15-го июля пришли к нам утром кн. Васильчиков[295], и еще кто то, не помню, в самом пасмурном виде; даже maman заметила и, не подозревая ничего, допрашивала их, от чего они в таком дурном настроении, как никогда она их не видала. Они тотчас замяли этот разговор вопросом о предстоящем князя Голицына бале, а так как никто из них приглашен не был, то просили нас притти на горку смотреть фейерверк и позволить нам явиться туда инкогнито. Жаль было, что лучших танцоров и самых интересных кавалеров не будет на балу, где предполагалось так много удовольствий.

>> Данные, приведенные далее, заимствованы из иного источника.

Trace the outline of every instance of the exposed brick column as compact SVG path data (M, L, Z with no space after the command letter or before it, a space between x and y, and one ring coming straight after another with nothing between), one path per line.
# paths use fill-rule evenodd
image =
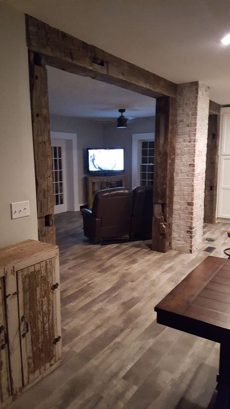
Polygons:
M198 82L177 94L172 248L193 253L203 234L209 91Z

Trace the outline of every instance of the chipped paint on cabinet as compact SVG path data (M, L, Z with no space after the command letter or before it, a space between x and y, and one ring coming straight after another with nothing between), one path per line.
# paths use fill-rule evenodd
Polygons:
M60 363L58 257L56 246L33 240L0 249L0 327L8 335L0 350L0 409Z

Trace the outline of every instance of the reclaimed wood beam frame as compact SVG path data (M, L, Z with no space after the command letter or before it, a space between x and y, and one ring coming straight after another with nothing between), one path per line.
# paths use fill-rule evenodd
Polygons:
M27 15L26 26L30 55L39 239L42 238L43 241L52 242L50 235L55 235L52 230L52 228L54 228L54 208L51 197L52 164L45 68L47 65L156 98L152 248L163 252L170 250L176 143L176 85ZM42 84L34 86L34 84L39 84L42 78ZM46 151L43 151L42 155L39 154L41 146ZM44 168L45 158L46 165ZM45 204L42 200L41 190Z
M26 15L29 50L46 64L156 98L176 97L176 84Z
M152 249L171 248L177 130L176 98L158 98L156 103Z
M216 102L210 101L204 194L205 223L214 223L216 222L221 107Z
M30 51L29 67L38 239L55 244L47 71L42 56Z

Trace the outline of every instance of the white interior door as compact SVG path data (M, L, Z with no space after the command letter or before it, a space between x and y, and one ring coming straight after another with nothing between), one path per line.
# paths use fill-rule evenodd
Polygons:
M221 156L218 217L230 219L230 155Z
M155 134L133 134L132 143L132 188L153 183Z
M54 214L67 211L66 141L51 139Z

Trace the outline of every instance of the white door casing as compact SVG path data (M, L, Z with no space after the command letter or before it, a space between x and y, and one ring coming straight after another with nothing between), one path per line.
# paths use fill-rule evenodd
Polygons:
M221 108L218 185L217 217L230 219L230 107Z
M66 141L52 139L53 189L54 214L67 211Z
M141 141L155 140L155 134L133 134L132 143L132 189L140 186L140 166Z
M53 139L64 140L66 142L66 191L67 211L80 210L78 193L77 138L76 134L50 132Z

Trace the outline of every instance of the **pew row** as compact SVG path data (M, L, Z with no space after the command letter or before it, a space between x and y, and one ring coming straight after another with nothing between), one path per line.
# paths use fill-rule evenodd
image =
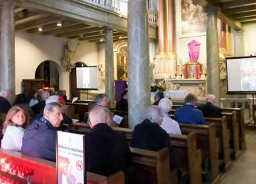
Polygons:
M195 132L196 134L196 145L201 150L202 163L206 176L206 180L211 183L219 183L218 174L218 146L216 138L215 125L195 125L179 124L183 134Z
M90 131L90 127L83 123L73 123L68 129L71 132L78 134L87 134ZM132 139L132 130L121 127L113 127L113 129L123 134L128 142ZM202 159L201 150L197 149L196 134L170 134L170 137L171 144L177 153L179 168L182 173L181 183L186 183L186 180L188 180L191 184L201 183L201 165ZM132 158L132 161L134 160Z
M130 150L131 183L174 183L171 182L171 173L166 171L170 169L167 148L159 151L133 147L130 147Z
M182 107L179 105L174 105L171 110L171 114L174 115L175 110ZM245 144L245 108L241 107L240 108L221 108L223 110L223 115L225 115L225 113L232 113L235 111L236 119L238 122L238 134L239 134L239 148L240 150L246 149ZM224 114L223 114L224 113Z
M222 160L221 168L228 171L231 166L230 149L230 133L227 126L227 117L221 118L205 117L207 124L215 123L216 125L216 137L219 138L219 159Z
M3 149L0 149L0 159L6 159L10 162L34 170L34 174L31 177L31 183L57 183L58 179L55 162L31 157L22 154L20 152L5 150ZM2 174L2 173L1 173L1 174ZM11 179L14 179L15 180L18 180L18 177L9 174L8 173L3 173L3 174L5 174L5 176ZM88 184L124 184L125 183L124 174L122 171L107 177L90 172L87 172L86 175L87 183ZM23 180L18 180L18 183L27 183Z
M113 129L123 134L128 141L132 139L132 130L121 127ZM196 134L191 132L187 135L169 135L171 145L177 154L179 169L181 171L181 183L186 183L188 180L191 184L201 183L201 152L197 149Z

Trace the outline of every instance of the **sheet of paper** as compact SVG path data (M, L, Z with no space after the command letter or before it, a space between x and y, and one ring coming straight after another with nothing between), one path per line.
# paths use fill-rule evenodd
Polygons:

Собираться в сад должны были в 6 часов; но вот с четырех начинает накрапывать мелкий дождь; надеясь, что он пройдет, мы принарядились, а дождь все сильнее да сильней и разразился ливнем с сильнейшей грозой: удары грома повторялись один за одним, а раскаты в горах не умолкали. Приходит Дмитревский[296] и, видя нас в вечерних туалетах, предлагает позвать этих господ всех сюда и устроить свой бал; не успел он докончить, как вбегает в залу полковник Зельмиц (он жил в одном доме с Мартыновым и Глебовым[297] с растрепанными длинными седыми волосами, с испуганным лицом, размахивает руками и кричит: «один на повал, другой под арестом»! Мы бросились к нему — что такое, кто на повал, где? «Лермонтов убит!» Такое известие и столь внезапное до того сразило матушку, что с ней сделалась истерика; едва могли ее успокоить. От Дмитревского узнали мы подробнее, что случилось. Вот что он нам сообщил.
288
Этот пикник, о котором сохранился обстоятельный рассказ Н. И. Лорера («Pycc. Арх.» 1874 г., № 6) и письмо m-lle Быховец («Русск. Стар.», 1892 г. кн. III) устроен был 3-го июля Лермонтовым и его кружком назло другому кругу, примыкавшему к князю В. С. Голицыну.
289
Варианты этих стихов, передаваемые другими мемуаристами, позволяют установить пропуск в записи Э. А. Шан-Гирей четвертого стиха экспромта:
290
Эмилия Александровна, прошу Вас на один только тур вальса, последний раз в моей жизни.
294
А. А. Столыпин, двоюродный дядя Лермонтова, но по годам его ровесник, друг детства, однокашник по юнкерскому училищу, товарищ по лейб-гусарскому полку, секундант в его дуэли с Барантом.
295
Князь А. И. Васильчиков, чиновник собственной е. в. канцелярии, секундант Мартынова во время дуэли его с Лермонтовым, автор «Нескольких слов о кончине М. Ю. Лермонтова и о дуэли его о Н. С. Мартыновым», («Русск. Apx.» 1872, кн. I, стр. 206–213).
296
Ставропольский вице-губернатор, видный представитель Пятигорского «водяного общества».
297
М. Н. Глебов, младший товарищ Лермонтова по юнкерскому училищу, корнет л.-гв. конного полка, очень преданный поэту, его секундант в дуэли с Мартыновым.